A national Zoom outage on Sunday may have been felt most keenly by churches, which experienced technical difficulties while trying to deliver their weekend morning services via the videoconferencing platform.
Pastor Jay Williams of the South End’s Union Church said he realized he would have to hack together a solution Sunday morning after his staff informed him that Zoom was dropping calls, muting sound, and disabling video.
“We really depend on the Zoom platform to allow the 200-plus people who gather to be able to interact with each other,” Williams said.
So he asked congregants to reach out to each other at the time the service would have been held and snap selfies of themselves in their Sunday best, to be blended into a photo collage that was later posted on social media. The live sermon was prerecorded, to be watched Sunday night on Facebook.
“It’s a bit strange,” said Williams, who is unused to delivering sermons without so much as a digital audience, "but we have a commitment to deliver something for Sunday. So we had to make some lemonade out of lemons and just press forward.”
Trinity Church and Fourth Presbyterian Church of South Boston experienced difficulties, as well.
“Our friends at Zoom experienced system-wide issues that kept us from convening for Community Hour at 11 am, and left our other morning programming glitchy. We missed being with you!” Trinity Church wrote in a Facebook post.
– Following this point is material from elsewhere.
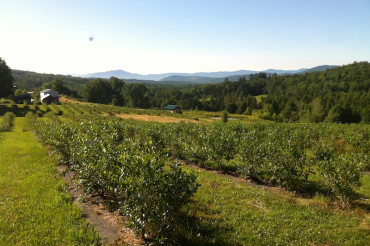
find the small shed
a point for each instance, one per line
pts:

Meanwhile, Fourth Presbyterian Church of South Boston said on Facebook that it had named the YouTube video of the morning’s service “Anarchist worship” because Zoom crashed "and it’s all anarchy.”
The issues behind the national outage were mostly resolved by Sunday afternoon, according to Zoom, although its status page indicated the platform was still having problems displaying meeting information as of 1:19 p.m.
“We are continuing to assess this matter that impacted a subset of our users and will monitor to ensure no further operational impact,” Zoom’s chief technology officer, Brendan Ittelson, said in a statement. “We sincerely apologize for any inconvenience this might have caused.”
Zoom Video Communications, of San Jose, Calif., claims 300 million users.